Like these contemporaneous public works, ‘Slender Legs’ invites a dynamic viewing experience. The viewer is pulled into the space of the sculpture, their sense of scale disoriented by its large size as its predilection toward motion poses a challenge to any notions of fixity. The work’s carefully balanced forms could be set into motion at any moment, introducing the magical element of chance that makes the artist's mobile sculptures so enchanting. In ‘Slender Legs’ Calder creates an object that is grand yet personal, rooted yet kinetic, and dynamic yet commanding: a testament to his unequalled mastery of his craft.
About the artist
Alexander Calder was born in 1898, the second child of artist parents—his father was a sculptor and his mother a painter. In his mid-twenties, Calder moved to New York City, where he studied at the Art Students League and worked at the ‘National Police Gazette,’ illustrating sporting events and the Ringling Bros. and Barnum & Bailey Circus. Shortly after his move to Paris in 1926, Calder created his ‘Cirque Calder’ (1926–31), a complex and unique body of art. It wasn’t long before his performances of the ‘Cirque’ captured the attention of the Parisian avant-garde.

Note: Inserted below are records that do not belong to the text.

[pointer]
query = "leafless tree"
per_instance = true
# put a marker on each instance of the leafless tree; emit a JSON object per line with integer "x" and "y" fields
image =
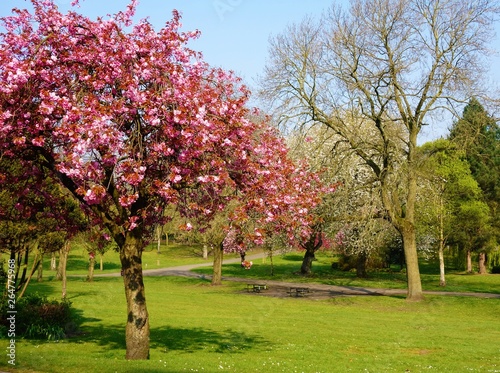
{"x": 391, "y": 65}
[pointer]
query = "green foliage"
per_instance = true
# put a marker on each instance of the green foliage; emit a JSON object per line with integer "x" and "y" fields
{"x": 477, "y": 134}
{"x": 40, "y": 318}
{"x": 211, "y": 329}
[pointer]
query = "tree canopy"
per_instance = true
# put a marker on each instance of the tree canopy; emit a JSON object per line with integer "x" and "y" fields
{"x": 130, "y": 120}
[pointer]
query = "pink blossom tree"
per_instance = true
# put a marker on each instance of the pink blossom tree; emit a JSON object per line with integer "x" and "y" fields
{"x": 131, "y": 121}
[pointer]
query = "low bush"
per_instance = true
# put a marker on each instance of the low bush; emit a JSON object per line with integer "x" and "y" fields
{"x": 40, "y": 318}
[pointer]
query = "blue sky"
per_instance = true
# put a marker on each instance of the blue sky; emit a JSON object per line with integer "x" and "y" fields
{"x": 235, "y": 33}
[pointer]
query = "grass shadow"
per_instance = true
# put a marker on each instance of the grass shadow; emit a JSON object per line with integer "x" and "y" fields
{"x": 189, "y": 340}
{"x": 195, "y": 339}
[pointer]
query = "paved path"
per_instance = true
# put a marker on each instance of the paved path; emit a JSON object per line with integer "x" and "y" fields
{"x": 186, "y": 271}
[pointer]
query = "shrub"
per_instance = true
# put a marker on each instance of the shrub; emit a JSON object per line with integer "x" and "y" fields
{"x": 40, "y": 318}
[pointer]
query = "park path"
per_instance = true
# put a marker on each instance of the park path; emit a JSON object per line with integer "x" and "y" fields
{"x": 332, "y": 290}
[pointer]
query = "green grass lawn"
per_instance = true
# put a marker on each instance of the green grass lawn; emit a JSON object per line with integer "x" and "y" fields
{"x": 199, "y": 328}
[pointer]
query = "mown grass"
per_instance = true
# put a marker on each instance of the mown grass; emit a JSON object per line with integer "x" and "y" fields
{"x": 287, "y": 266}
{"x": 197, "y": 327}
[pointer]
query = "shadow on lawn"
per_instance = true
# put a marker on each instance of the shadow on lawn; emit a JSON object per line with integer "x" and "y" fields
{"x": 195, "y": 339}
{"x": 173, "y": 339}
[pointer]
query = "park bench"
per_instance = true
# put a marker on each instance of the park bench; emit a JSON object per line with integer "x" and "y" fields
{"x": 256, "y": 288}
{"x": 298, "y": 292}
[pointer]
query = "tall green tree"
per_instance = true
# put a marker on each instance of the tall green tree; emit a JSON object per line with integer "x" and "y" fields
{"x": 387, "y": 65}
{"x": 451, "y": 203}
{"x": 477, "y": 133}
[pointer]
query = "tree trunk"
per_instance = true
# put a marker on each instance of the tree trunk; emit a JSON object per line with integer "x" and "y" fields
{"x": 53, "y": 262}
{"x": 137, "y": 328}
{"x": 309, "y": 257}
{"x": 159, "y": 232}
{"x": 412, "y": 270}
{"x": 63, "y": 260}
{"x": 39, "y": 276}
{"x": 482, "y": 263}
{"x": 442, "y": 280}
{"x": 90, "y": 276}
{"x": 36, "y": 263}
{"x": 362, "y": 258}
{"x": 217, "y": 270}
{"x": 469, "y": 261}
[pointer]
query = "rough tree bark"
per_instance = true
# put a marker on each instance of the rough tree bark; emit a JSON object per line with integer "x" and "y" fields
{"x": 137, "y": 327}
{"x": 217, "y": 269}
{"x": 311, "y": 246}
{"x": 469, "y": 261}
{"x": 482, "y": 263}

In 1931, a significant turning point in Calder’s artistic career occurred when he created his first kinetic nonobjective sculpture and gave form to an entirely new type of art. Some of the earliest of these objects moved by motors and were dubbed ‘mobiles’ by Marcel Duchamp—in French, mobile refers to both ‘motion’ and ‘motive.’ Calder soon abandoned the mechanical aspects of these works and developed suspended mobiles that would undulate on their own with the air's currents. In response to Duchamp, Jean Arp named Calder's stationary objects ‘stabiles’ as a means of differentiating them.